I didn't see Green come in the game.


----------



## Darkwebs (May 23, 2006)

Nice lay in by Roy as he got the bounce.


----------



## Xericx (Oct 29, 2004)

that was a sweet layup by roy...right in traffic...he gets so many good bounces.


----------



## cimalee (Apr 17, 2003)

blazers playing well travis has to have a big game wow a win would be huge


----------



## Xericx (Oct 29, 2004)

It would be great to hold them under 20 for the quarter.


----------



## Xericx (Oct 29, 2004)

Webster needs to get some shots.


----------



## Darkwebs (May 23, 2006)

Celtics are getting to the line with regularity.


----------



## Darkwebs (May 23, 2006)

Fanstastic defense by the Blazers at the end of the quarter to force a 24 sec violation


----------



## Xericx (Oct 29, 2004)

yay. we kept them under 20.


----------



## Darkwebs (May 23, 2006)

Xericx said:


> yay. we kept them under 20.


Yeah, but they kept us under 20 also.


----------



## Tortimer (Jun 4, 2007)

We can't get many good shots and even the ones we got we didn't hit.
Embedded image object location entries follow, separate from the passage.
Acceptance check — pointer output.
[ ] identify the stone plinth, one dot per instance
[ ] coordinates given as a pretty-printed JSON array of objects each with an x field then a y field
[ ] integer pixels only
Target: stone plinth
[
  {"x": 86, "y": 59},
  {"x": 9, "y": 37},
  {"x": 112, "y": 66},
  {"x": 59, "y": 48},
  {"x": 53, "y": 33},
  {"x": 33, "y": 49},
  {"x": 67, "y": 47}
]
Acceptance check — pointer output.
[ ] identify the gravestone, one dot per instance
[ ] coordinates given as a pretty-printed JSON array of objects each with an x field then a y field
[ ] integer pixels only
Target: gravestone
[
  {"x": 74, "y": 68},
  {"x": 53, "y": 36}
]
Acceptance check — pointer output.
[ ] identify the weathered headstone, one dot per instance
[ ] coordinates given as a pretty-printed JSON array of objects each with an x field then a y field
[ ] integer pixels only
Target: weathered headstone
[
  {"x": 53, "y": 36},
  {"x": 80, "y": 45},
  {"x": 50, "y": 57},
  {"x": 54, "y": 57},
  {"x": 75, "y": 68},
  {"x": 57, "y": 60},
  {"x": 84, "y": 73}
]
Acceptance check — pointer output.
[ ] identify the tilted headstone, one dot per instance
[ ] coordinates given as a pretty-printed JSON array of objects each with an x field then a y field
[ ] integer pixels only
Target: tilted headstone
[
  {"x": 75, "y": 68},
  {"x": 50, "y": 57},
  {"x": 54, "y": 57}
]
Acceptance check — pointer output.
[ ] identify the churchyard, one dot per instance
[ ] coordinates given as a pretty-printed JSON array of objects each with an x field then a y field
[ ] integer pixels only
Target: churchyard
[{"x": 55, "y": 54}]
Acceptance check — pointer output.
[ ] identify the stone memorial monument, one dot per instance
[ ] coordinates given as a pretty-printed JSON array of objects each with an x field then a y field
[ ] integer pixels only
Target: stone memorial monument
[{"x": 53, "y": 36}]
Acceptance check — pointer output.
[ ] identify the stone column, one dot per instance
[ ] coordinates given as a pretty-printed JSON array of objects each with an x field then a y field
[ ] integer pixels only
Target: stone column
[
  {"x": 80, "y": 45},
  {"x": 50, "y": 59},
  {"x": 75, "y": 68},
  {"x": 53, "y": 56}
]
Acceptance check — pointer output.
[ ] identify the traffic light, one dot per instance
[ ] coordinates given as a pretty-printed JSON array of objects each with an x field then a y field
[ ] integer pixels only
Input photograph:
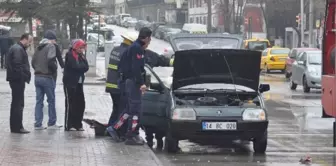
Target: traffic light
[
  {"x": 246, "y": 21},
  {"x": 298, "y": 19}
]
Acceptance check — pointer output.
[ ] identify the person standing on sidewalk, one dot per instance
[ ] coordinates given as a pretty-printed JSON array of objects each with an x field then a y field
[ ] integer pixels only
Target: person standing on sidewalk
[
  {"x": 131, "y": 69},
  {"x": 18, "y": 73},
  {"x": 45, "y": 70},
  {"x": 76, "y": 66}
]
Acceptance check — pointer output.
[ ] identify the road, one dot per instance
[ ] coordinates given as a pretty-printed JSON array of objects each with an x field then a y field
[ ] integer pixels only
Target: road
[{"x": 295, "y": 129}]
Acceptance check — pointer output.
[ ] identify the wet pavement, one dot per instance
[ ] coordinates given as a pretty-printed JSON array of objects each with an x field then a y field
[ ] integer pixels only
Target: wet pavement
[
  {"x": 296, "y": 129},
  {"x": 58, "y": 148}
]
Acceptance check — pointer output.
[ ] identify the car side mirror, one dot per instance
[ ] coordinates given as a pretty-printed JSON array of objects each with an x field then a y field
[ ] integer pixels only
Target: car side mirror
[
  {"x": 300, "y": 62},
  {"x": 156, "y": 86},
  {"x": 264, "y": 88},
  {"x": 148, "y": 80}
]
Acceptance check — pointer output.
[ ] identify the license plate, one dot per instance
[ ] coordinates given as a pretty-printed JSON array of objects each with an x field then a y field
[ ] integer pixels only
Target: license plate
[{"x": 219, "y": 125}]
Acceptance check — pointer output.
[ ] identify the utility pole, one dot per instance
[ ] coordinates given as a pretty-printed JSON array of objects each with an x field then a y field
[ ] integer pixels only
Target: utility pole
[
  {"x": 311, "y": 23},
  {"x": 209, "y": 15},
  {"x": 302, "y": 21}
]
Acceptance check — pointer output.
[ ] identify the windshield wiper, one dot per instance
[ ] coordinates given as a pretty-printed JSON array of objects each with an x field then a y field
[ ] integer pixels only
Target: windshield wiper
[
  {"x": 315, "y": 63},
  {"x": 229, "y": 90},
  {"x": 194, "y": 89}
]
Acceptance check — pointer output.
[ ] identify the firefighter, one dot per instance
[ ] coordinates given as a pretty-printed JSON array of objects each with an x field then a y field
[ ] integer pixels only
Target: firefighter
[
  {"x": 113, "y": 77},
  {"x": 132, "y": 72}
]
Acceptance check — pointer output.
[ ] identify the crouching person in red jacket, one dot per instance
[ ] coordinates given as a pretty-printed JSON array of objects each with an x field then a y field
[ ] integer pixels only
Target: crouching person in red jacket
[{"x": 75, "y": 67}]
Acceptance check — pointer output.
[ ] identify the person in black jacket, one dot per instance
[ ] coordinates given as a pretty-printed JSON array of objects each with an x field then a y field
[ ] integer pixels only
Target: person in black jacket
[
  {"x": 18, "y": 73},
  {"x": 76, "y": 66}
]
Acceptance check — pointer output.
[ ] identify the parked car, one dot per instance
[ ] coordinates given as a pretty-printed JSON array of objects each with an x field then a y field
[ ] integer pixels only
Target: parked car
[
  {"x": 307, "y": 71},
  {"x": 169, "y": 32},
  {"x": 207, "y": 105},
  {"x": 93, "y": 37},
  {"x": 159, "y": 32},
  {"x": 274, "y": 59},
  {"x": 121, "y": 17},
  {"x": 131, "y": 22},
  {"x": 292, "y": 56},
  {"x": 155, "y": 25},
  {"x": 142, "y": 23}
]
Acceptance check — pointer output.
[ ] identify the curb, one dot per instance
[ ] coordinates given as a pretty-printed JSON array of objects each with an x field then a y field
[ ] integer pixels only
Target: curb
[{"x": 155, "y": 158}]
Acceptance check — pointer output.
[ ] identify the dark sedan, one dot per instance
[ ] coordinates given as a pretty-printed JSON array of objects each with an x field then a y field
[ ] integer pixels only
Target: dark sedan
[{"x": 214, "y": 98}]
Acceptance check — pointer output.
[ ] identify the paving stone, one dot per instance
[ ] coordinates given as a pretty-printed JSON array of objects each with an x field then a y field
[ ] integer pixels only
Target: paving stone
[{"x": 56, "y": 147}]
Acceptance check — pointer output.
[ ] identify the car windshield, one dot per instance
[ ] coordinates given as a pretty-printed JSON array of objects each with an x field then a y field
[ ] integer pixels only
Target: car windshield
[
  {"x": 315, "y": 58},
  {"x": 216, "y": 86},
  {"x": 257, "y": 45},
  {"x": 206, "y": 43},
  {"x": 174, "y": 30},
  {"x": 95, "y": 36},
  {"x": 280, "y": 51}
]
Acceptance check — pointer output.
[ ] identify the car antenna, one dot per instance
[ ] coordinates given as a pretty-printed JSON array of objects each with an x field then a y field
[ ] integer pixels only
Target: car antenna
[{"x": 233, "y": 82}]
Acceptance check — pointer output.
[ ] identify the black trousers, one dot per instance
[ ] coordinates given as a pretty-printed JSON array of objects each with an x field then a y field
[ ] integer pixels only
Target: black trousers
[
  {"x": 118, "y": 107},
  {"x": 3, "y": 56},
  {"x": 74, "y": 106},
  {"x": 17, "y": 105}
]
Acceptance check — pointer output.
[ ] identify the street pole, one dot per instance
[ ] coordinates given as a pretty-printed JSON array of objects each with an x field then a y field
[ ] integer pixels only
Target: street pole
[
  {"x": 250, "y": 28},
  {"x": 302, "y": 21},
  {"x": 311, "y": 23}
]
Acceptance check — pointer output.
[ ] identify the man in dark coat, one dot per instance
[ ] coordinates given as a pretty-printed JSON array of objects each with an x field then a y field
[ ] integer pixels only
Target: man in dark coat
[{"x": 18, "y": 74}]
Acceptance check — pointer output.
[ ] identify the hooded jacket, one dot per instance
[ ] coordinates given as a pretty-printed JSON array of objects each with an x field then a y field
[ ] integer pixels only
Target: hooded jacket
[{"x": 44, "y": 60}]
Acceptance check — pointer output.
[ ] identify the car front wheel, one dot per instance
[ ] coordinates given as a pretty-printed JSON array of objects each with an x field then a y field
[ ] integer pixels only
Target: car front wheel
[
  {"x": 306, "y": 88},
  {"x": 171, "y": 143},
  {"x": 260, "y": 144},
  {"x": 292, "y": 84}
]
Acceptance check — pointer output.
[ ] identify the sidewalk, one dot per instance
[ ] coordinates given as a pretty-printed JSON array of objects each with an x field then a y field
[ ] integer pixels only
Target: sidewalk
[{"x": 56, "y": 147}]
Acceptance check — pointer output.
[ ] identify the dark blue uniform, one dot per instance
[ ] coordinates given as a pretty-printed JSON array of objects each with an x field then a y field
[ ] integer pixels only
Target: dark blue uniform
[{"x": 131, "y": 69}]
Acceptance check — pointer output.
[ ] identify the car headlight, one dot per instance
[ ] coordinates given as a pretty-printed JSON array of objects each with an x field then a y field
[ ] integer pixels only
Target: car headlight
[
  {"x": 184, "y": 114},
  {"x": 253, "y": 114},
  {"x": 313, "y": 71}
]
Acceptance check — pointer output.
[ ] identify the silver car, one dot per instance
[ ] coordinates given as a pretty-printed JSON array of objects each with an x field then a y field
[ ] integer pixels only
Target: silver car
[{"x": 306, "y": 71}]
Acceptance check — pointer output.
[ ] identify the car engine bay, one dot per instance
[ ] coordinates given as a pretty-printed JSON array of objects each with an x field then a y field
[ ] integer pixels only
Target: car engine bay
[{"x": 216, "y": 99}]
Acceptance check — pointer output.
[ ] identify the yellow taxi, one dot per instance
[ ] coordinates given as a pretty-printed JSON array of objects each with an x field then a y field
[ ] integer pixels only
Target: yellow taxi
[
  {"x": 257, "y": 44},
  {"x": 274, "y": 59}
]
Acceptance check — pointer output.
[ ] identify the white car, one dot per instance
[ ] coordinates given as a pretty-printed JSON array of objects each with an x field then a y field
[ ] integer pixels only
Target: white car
[{"x": 131, "y": 22}]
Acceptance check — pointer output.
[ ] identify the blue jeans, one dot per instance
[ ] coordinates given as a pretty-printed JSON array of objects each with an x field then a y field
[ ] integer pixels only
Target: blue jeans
[{"x": 45, "y": 86}]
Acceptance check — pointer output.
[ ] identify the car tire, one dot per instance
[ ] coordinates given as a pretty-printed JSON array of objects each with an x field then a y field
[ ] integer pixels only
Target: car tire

They are keeping Frye and Outlaw all a little farther out then they usually shoot.


----------



## Darkwebs (May 23, 2006)

Being outhustled on the boards now. Portland needs to get tough after rebounds.


----------



## Xericx (Oct 29, 2004)

We need rebounds. celts getting a lot of second chance pts.


----------



## Xericx (Oct 29, 2004)

wonder how long LMA is going to be out.


----------



## Xericx (Oct 29, 2004)

NICE jumper by outlaw. Glen Davis seems out of control...i think we need to attack him offensively as we can draw some fouls


----------



## Xericx (Oct 29, 2004)

celts are cold outside the paint


----------



## Darkwebs (May 23, 2006)

WOW! what a behind the back fake and then lay up by Jack. Very nifty move.


----------



## Xericx (Oct 29, 2004)

awesome ball fake by Jack!


----------



## Xericx (Oct 29, 2004)

celts shooting 30%


----------



## Xericx (Oct 29, 2004)

oh come on, that was a loose ball foul


----------



## whatsmyname (Jul 6, 2007)

too many turnovers...we would be up by so much if we can take care of the ball


----------



## Darkwebs (May 23, 2006)

I can't believe we have a lead (albeit only by 2 pts) when we fail to rebound so often.


----------



## Xericx (Oct 29, 2004)

offensive foul on davis! Time out...hopefully Roy/LMA come back in


----------



## Tortimer (Jun 4, 2007)

The Blazers are really playing bad but the only good thing is Boston is playing as bad or worse.


----------



## YugoslavianMtnHound (Nov 6, 2007)

Whats the television status for this game? I am stuck at the office but we have DirectTV. Might it be on there anywhere (no NBA package sadly).


----------



## cimalee (Apr 17, 2003)

what a layup by jack good d being played , team has to crash the glass


----------



## mgb (Jun 26, 2004)

Sucks having to listen to this on the radio!


----------



## Tortimer (Jun 4, 2007)

YugoslavianMtnHound said:


> Whats the television status for this game? I am stuck at the office but we have DirectTV. Might it be on there anywhere (no NBA package sadly).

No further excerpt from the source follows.